With the development of large-scale models, traditional distributed bilevel optimization algorithms cannot be applied directly in low-resource clients. The key reason lies in the excessive computation involved in optimizing both the lower- and upper-level functions. Thus, we present the first resource-adaptive distributed bilevel optimization framework with a second-order free hypergradient estimator, which allows each client to optimize the submodels adapted to the available resources.

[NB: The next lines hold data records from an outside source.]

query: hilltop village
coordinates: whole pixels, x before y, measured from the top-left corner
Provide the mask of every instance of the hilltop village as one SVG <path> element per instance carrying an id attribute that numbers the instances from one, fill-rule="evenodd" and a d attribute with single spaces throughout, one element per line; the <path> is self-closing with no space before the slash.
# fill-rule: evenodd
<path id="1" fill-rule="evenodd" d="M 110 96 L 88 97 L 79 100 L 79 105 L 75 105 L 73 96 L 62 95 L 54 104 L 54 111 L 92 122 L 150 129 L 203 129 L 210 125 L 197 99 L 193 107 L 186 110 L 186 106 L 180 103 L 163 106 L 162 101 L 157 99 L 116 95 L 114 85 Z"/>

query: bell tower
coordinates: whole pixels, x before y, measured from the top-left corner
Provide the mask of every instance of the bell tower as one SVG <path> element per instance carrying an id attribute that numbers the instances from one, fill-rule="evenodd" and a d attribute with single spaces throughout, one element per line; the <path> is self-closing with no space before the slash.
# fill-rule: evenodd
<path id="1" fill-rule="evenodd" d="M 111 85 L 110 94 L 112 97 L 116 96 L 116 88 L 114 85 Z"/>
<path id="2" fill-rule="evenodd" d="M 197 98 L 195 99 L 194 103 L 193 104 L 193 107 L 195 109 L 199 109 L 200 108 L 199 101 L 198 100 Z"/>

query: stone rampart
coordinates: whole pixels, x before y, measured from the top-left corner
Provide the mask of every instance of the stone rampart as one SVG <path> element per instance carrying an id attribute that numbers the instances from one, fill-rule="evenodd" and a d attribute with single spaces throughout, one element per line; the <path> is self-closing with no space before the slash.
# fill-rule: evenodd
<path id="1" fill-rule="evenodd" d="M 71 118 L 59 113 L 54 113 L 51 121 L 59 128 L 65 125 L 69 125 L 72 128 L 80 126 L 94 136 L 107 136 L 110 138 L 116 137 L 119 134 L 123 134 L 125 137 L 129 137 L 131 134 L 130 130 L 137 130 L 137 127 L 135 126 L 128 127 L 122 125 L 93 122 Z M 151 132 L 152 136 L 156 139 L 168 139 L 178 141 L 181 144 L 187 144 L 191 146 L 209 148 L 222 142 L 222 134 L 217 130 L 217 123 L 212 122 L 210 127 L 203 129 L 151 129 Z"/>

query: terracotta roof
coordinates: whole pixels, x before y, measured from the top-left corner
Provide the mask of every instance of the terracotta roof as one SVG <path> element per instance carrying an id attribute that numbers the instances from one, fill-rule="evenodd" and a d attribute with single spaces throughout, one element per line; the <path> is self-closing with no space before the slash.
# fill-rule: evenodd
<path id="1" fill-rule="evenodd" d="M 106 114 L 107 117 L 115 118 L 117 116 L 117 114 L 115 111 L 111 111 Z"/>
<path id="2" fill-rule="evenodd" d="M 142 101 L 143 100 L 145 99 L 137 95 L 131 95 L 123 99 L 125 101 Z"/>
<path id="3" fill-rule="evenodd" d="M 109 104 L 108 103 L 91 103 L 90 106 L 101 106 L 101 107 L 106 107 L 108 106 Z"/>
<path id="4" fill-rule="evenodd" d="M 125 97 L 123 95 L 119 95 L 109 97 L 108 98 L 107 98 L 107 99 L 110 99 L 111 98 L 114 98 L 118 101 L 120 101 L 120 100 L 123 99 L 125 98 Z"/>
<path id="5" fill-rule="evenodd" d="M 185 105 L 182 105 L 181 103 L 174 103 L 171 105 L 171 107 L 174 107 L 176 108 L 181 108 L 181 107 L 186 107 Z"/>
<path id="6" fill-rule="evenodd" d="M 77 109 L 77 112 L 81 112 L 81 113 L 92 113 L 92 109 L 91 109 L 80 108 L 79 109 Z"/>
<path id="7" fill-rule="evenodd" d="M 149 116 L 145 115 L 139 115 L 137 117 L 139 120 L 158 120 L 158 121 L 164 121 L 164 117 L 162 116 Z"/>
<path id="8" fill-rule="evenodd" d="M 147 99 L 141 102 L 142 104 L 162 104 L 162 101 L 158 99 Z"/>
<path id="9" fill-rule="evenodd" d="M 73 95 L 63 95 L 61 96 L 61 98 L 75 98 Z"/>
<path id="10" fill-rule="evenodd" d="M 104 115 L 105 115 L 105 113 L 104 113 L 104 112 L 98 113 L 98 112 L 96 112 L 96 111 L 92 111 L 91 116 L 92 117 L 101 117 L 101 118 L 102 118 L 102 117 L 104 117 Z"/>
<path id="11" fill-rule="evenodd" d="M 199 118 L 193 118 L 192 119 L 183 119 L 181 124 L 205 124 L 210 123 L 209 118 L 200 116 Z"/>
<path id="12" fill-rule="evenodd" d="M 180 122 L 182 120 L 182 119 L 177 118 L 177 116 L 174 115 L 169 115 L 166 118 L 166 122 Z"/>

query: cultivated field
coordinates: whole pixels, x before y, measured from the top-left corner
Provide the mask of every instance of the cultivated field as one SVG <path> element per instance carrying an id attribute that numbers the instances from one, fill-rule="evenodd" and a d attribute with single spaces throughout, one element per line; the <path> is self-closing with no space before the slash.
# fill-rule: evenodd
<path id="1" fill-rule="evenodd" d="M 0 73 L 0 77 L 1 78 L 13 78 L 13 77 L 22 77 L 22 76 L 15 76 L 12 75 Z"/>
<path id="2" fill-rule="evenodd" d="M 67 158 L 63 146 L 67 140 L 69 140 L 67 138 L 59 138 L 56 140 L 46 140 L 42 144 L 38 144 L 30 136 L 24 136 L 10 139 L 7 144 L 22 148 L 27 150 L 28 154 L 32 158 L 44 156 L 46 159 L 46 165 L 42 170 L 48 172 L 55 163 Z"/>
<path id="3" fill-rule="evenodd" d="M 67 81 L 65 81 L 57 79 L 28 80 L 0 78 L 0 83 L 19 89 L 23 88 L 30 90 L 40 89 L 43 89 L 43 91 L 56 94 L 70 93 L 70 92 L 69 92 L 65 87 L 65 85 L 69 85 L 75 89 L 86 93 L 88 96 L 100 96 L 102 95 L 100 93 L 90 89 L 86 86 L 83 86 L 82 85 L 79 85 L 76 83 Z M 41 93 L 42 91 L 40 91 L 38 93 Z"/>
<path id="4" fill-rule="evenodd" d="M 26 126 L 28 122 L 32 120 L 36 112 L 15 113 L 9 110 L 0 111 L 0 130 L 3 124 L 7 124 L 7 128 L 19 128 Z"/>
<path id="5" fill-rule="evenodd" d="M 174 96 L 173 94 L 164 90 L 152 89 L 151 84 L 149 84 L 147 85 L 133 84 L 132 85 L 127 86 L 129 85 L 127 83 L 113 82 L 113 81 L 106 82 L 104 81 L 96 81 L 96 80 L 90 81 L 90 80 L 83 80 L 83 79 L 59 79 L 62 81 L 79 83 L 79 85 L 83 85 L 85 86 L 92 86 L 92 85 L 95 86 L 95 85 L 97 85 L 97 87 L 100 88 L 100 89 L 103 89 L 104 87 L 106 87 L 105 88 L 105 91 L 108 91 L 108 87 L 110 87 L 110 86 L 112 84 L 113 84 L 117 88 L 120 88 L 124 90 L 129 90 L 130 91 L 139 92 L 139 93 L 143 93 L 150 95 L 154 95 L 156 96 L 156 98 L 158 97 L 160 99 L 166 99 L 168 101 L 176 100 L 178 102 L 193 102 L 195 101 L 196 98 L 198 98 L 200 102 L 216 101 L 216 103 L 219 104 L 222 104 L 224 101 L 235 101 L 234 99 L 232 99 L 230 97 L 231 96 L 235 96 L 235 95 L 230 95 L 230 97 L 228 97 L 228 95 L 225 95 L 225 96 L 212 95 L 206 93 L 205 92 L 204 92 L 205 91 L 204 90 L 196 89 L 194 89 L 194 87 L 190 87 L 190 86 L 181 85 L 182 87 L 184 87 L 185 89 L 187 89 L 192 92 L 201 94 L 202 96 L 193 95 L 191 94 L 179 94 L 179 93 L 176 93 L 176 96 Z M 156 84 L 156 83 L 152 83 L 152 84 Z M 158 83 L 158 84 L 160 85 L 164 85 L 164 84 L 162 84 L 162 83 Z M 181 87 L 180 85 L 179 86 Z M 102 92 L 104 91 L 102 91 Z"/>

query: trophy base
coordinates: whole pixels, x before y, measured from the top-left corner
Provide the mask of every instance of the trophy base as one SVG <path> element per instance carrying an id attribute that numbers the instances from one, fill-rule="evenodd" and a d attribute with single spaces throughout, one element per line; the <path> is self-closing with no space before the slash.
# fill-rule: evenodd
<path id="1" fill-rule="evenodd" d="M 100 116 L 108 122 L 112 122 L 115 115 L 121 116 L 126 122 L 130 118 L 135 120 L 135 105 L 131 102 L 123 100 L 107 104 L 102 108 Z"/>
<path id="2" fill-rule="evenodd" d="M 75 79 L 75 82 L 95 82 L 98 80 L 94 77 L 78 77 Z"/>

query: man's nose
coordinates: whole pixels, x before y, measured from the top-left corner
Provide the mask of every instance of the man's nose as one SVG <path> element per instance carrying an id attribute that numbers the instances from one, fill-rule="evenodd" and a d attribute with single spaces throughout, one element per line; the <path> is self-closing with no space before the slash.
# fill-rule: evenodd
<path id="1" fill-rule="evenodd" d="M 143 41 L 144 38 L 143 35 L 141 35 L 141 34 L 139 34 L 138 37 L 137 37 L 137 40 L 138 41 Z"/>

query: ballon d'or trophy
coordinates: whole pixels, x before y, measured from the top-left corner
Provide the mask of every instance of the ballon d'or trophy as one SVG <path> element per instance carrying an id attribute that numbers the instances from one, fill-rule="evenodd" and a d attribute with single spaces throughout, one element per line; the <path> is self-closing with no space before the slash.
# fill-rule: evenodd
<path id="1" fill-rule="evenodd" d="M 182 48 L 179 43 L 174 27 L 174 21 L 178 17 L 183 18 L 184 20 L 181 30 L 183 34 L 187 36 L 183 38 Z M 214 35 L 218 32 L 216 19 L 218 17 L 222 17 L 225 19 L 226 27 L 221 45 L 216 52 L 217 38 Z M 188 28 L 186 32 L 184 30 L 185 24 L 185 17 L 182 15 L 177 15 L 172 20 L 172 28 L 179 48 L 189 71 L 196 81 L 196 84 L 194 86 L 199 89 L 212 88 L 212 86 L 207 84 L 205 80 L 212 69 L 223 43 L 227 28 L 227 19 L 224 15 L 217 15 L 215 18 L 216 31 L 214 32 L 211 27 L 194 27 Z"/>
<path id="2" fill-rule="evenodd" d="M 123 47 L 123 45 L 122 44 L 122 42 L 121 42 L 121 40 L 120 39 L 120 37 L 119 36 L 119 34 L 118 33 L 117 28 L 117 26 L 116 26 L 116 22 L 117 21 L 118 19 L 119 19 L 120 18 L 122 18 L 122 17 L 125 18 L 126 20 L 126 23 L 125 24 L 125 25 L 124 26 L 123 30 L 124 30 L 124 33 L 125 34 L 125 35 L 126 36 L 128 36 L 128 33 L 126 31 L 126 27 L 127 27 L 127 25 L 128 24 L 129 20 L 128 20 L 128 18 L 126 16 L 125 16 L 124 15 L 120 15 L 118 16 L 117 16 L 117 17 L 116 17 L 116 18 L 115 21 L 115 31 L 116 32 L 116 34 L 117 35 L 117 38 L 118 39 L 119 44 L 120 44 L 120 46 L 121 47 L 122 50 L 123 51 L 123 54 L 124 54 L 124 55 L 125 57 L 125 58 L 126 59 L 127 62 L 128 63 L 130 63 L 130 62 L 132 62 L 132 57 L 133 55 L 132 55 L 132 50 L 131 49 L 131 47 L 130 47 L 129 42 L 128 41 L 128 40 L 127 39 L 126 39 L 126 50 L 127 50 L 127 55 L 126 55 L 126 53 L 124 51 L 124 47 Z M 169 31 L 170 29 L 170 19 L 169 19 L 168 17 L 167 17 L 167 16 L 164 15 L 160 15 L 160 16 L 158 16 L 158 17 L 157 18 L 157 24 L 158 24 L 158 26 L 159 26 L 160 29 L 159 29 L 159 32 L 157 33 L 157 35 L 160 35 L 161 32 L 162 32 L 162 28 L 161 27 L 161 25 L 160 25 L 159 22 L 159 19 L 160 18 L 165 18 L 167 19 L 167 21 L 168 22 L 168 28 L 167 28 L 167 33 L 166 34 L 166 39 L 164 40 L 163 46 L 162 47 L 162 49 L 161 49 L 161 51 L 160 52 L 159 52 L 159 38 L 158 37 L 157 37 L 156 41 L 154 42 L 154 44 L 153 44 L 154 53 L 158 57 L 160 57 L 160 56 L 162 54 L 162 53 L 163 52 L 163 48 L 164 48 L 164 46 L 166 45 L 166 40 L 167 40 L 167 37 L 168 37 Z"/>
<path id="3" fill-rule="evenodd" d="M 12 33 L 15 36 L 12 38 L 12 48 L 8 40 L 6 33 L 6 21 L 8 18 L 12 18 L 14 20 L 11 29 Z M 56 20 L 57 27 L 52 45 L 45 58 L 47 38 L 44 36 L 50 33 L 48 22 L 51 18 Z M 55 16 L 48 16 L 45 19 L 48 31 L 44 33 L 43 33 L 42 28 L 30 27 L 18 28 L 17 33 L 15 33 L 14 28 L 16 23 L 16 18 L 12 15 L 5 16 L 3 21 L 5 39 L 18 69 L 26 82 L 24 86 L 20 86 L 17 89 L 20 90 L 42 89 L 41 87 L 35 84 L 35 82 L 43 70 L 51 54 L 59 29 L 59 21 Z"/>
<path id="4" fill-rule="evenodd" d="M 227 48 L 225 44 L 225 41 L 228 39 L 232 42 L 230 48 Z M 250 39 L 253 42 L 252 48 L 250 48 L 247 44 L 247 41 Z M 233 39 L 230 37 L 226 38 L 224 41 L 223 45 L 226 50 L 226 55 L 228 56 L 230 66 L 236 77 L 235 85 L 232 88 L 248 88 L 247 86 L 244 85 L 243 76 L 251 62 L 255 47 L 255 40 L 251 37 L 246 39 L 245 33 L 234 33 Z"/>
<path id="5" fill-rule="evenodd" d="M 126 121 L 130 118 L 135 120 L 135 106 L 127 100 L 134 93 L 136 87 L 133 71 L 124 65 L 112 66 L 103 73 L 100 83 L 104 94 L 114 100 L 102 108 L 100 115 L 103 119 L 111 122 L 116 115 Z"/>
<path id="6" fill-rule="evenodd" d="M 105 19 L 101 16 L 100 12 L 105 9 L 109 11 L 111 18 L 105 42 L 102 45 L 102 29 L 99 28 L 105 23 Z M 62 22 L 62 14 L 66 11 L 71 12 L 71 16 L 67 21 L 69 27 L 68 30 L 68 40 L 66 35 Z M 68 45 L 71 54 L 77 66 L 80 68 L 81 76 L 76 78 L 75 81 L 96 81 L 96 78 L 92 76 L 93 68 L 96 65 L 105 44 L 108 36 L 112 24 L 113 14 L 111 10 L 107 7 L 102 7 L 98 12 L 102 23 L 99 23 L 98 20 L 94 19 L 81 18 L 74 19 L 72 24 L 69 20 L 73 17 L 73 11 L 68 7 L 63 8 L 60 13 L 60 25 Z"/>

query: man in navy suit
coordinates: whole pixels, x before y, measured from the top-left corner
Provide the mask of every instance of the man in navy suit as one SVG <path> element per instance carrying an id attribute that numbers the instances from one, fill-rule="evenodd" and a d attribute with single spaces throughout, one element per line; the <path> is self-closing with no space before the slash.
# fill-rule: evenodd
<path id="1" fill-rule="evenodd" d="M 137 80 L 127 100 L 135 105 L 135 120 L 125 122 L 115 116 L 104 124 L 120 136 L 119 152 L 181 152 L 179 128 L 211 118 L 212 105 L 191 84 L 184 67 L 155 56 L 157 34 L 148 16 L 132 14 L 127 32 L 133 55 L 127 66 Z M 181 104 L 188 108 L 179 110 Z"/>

Due to the coupled influence of partial outer parameters x and inner parameters y, it's challenging to theoretically analyze the upper bound regarding the globally averaged hypergradient for full model parameters. The error bound of inner parameter also needs to be reformulated since the local partial training. The provable theorems show that both RABO and RAFBO can achieve an asymptotically optimal convergence rate of $O(1/\sqrt{C_x^{\ast}Q})$, which is dominated by the minimum coverage of the outer parameter $C_x^{\ast}$. Extensive experiments on two different tasks demonstrate the effectiveness and computation efficiency of our proposed methods.